Lukasiewicz was interested in mathematics at school and he entered the University of Lvov where he studied mathematics and philosophy. Following his undergraduate studies, he continued to work for his doctorate which was awarded in 1902 with the highest distinction possible. Wishing to lecture in universities, Lukasiewicz continued to study for his habilitation, submitting his thesis to the University of Lvov in 1906.
Once he had been awarded his habilitation, Lukasiewicz began to lecture at a Privatdozent. Then in 1911 he was promoted to an extraordinary professor at Lvov. Soon large changes in Poland would present new opportunities to Lukasiewicz.
Since the partition of Poland, Russia had controlled that part of the country called Congress Poland, which included Warsaw. The University of Warsaw had been closed and only a Russian language university operated there. At the outbreak of World War I, the Central Powers (Germany and Austria- Hungary) attacked Congress Poland. In August 1915 the Russian forces withdrew from Warsaw. Germany and Austria-Hungary took control of most of the country and a German governor general was installed in Warsaw. One of the first moves after the Russian withdrawal was the refounding of the University of Warsaw and it began operating as a Polish university in November 1915.
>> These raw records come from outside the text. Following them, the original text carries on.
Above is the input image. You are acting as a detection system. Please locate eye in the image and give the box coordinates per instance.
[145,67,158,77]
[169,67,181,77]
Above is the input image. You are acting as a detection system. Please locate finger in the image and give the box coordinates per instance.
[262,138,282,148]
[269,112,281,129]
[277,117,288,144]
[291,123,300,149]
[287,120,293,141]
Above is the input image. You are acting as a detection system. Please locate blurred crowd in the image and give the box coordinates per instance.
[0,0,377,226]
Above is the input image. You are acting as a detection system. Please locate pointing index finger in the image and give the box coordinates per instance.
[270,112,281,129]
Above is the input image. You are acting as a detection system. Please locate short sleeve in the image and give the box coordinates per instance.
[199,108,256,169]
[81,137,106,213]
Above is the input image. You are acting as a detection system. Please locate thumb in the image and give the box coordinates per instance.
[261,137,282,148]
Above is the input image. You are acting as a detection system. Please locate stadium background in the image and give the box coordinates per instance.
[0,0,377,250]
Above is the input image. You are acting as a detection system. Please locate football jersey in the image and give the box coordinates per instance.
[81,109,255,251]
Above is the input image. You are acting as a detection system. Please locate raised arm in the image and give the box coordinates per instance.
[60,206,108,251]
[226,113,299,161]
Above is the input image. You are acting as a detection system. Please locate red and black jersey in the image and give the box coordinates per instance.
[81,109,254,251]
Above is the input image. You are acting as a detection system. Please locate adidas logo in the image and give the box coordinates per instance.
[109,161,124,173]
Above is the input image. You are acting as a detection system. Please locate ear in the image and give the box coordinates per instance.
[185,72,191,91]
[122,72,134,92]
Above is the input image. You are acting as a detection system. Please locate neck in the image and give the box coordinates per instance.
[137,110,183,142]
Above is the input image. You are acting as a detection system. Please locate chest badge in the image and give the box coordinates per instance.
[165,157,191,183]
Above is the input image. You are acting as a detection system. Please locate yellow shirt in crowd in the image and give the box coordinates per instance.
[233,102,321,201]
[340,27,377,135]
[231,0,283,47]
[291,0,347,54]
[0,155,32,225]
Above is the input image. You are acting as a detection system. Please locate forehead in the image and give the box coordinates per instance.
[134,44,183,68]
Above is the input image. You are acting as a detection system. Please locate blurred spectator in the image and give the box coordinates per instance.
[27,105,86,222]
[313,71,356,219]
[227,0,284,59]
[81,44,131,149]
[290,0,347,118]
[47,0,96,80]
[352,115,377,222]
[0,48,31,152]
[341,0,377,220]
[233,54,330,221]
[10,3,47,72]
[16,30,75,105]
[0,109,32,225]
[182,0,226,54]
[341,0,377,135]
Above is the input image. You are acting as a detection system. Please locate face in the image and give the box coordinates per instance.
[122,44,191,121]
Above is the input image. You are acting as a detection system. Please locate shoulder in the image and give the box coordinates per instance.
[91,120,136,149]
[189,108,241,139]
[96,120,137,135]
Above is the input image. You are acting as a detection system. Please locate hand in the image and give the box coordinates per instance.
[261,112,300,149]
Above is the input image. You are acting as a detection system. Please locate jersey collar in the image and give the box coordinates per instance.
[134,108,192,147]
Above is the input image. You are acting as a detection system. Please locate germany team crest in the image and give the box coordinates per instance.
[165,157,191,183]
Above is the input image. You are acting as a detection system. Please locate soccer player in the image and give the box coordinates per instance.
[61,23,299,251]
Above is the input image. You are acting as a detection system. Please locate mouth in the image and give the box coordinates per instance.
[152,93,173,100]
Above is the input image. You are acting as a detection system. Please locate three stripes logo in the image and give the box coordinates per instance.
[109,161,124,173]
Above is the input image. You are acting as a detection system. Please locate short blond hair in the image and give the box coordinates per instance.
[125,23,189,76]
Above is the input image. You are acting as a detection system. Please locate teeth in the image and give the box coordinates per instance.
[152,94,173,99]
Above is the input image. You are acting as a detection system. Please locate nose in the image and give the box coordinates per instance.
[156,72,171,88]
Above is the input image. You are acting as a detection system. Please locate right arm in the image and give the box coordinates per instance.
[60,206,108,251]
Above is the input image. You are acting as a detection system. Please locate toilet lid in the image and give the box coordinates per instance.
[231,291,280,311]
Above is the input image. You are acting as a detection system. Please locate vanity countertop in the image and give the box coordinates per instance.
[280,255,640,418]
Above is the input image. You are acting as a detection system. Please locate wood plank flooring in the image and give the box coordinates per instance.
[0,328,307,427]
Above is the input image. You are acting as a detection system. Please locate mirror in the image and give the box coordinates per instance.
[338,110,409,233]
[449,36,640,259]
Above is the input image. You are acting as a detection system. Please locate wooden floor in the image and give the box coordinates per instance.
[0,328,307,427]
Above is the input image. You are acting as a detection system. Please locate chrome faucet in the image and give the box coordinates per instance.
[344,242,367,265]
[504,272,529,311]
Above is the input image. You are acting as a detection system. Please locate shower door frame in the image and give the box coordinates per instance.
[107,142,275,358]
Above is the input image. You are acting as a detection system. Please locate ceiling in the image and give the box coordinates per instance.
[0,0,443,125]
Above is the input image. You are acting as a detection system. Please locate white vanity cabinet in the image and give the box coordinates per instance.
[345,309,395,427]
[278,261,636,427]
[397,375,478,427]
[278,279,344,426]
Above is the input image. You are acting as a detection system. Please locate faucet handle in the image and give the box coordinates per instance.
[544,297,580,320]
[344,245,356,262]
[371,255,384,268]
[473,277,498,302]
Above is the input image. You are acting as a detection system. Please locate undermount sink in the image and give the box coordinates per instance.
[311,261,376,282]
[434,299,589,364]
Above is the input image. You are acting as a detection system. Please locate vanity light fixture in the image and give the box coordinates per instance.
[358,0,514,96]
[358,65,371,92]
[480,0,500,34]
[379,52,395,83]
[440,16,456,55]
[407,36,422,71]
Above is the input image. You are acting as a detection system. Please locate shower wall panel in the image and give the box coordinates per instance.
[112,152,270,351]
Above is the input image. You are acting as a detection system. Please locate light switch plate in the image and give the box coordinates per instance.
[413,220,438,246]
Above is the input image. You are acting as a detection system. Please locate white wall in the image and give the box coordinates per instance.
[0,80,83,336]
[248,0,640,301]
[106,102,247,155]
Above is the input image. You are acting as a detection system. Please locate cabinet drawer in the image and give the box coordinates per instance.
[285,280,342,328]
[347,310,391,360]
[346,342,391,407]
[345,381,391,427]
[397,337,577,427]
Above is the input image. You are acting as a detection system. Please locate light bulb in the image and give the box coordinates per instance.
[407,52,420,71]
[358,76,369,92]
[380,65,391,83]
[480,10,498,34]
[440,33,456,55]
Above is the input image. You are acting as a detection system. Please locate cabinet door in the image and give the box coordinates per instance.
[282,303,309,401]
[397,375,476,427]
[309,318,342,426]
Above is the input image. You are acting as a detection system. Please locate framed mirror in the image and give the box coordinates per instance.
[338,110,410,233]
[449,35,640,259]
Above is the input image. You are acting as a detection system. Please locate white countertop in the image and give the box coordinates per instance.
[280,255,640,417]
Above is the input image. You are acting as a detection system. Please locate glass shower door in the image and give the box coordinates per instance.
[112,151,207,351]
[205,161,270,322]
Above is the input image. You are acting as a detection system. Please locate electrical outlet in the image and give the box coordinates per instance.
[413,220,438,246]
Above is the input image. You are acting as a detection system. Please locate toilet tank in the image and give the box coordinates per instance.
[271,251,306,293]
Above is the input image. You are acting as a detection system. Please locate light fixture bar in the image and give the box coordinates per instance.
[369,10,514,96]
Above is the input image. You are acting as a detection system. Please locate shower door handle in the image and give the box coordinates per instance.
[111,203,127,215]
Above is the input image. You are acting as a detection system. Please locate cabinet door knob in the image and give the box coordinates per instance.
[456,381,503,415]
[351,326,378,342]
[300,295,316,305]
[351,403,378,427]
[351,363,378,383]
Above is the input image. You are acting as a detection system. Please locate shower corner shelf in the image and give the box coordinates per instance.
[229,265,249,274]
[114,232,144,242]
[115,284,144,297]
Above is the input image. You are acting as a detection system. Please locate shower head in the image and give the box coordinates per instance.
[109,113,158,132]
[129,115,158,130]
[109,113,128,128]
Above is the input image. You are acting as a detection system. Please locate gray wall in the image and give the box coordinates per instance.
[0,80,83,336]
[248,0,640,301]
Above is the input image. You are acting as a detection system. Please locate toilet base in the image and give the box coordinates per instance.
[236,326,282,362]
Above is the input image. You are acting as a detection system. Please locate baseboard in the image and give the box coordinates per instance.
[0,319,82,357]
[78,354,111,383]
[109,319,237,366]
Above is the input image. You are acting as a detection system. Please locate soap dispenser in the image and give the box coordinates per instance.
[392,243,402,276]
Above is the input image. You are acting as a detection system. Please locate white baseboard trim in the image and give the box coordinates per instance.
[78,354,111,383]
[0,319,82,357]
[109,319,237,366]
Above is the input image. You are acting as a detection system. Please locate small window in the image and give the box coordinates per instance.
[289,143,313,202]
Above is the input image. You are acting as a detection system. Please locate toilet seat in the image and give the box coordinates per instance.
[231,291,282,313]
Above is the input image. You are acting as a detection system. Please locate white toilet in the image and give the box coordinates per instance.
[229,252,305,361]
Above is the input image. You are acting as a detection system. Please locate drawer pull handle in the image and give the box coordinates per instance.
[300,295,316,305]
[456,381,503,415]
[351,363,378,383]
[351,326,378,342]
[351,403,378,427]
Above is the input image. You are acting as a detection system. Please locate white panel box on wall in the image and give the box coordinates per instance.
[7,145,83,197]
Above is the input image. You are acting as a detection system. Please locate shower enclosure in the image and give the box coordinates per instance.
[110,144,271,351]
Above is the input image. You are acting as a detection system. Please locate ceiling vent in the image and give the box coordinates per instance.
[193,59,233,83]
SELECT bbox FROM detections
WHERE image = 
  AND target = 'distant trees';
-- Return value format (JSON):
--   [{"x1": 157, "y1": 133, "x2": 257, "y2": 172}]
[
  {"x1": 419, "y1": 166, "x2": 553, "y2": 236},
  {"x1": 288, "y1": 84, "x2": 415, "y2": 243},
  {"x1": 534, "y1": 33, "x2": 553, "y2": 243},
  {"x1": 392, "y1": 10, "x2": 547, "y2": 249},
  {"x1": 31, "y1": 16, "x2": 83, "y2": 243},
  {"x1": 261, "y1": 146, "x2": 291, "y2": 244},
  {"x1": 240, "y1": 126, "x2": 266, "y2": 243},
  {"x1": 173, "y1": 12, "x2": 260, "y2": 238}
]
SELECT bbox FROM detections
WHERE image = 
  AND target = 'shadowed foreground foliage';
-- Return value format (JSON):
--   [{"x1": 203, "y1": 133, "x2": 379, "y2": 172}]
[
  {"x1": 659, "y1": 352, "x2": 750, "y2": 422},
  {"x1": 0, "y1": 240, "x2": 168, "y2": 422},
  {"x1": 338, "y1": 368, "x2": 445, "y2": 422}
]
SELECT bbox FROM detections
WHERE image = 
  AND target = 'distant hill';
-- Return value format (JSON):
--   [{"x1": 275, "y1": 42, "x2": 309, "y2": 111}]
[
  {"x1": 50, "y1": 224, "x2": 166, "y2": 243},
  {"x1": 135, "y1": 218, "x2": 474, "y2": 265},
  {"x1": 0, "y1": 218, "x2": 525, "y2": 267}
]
Lukasiewicz was invited to the new University of Warsaw when it reopened in 1915. It was an exciting time in Poland and a new Kingdom of Poland was declared on 5 November 1916. Lukasiewicz was Polish Minister of Education in 1919 and a professor at Warsaw University from 1920 to 1939. During this period between the wars Lukasiewicz was twice rector of Warsaw University.
During this time Lukasiewicz and Lesniewski founded the Warsaw School of Logic. Tarski, who was a student of Lesniewski, would make this school internationally famous. Lukasiewicz published his famous text Elements of mathematical logic in Warsaw in 1928 (the English translation appeared in 1963): [1]:-
... viewing mathematical logic as an instrument of enquiry into the foundations of mathematics and the methodology of empirical science, Lukasiewicz succeeded in making it a required subject for mathematics and science students in Polish universities. His lucid lectures attracted students of the humanities as well.
Lukasiewicz had married Regina Barwinska and they suffered great hardships during World War II. Lukasiewicz wrote an autobiography in 1953 and, after his death it was published by his widow Regina Lukasiewicz [6]. The suffering of Lukasiewicz is graphically illustrated in this autobiography. Lukasiewicz and his wife fled from Poland and in 1946 they were in exile in Belgium when he was offered a chair by the University of Dublin in Ireland.
He worked on mathematical logic, wrote essays on the principle of non-contradiction and the excluded middle around 1910, developed a three value propositional calculus (1917) and worked on many valued logics.
Lukasiewicz introduced the 'Polish notation' which allowed expressions to be written unambiguously without the use of brackets and his studies were to form the basis for Tarski's work.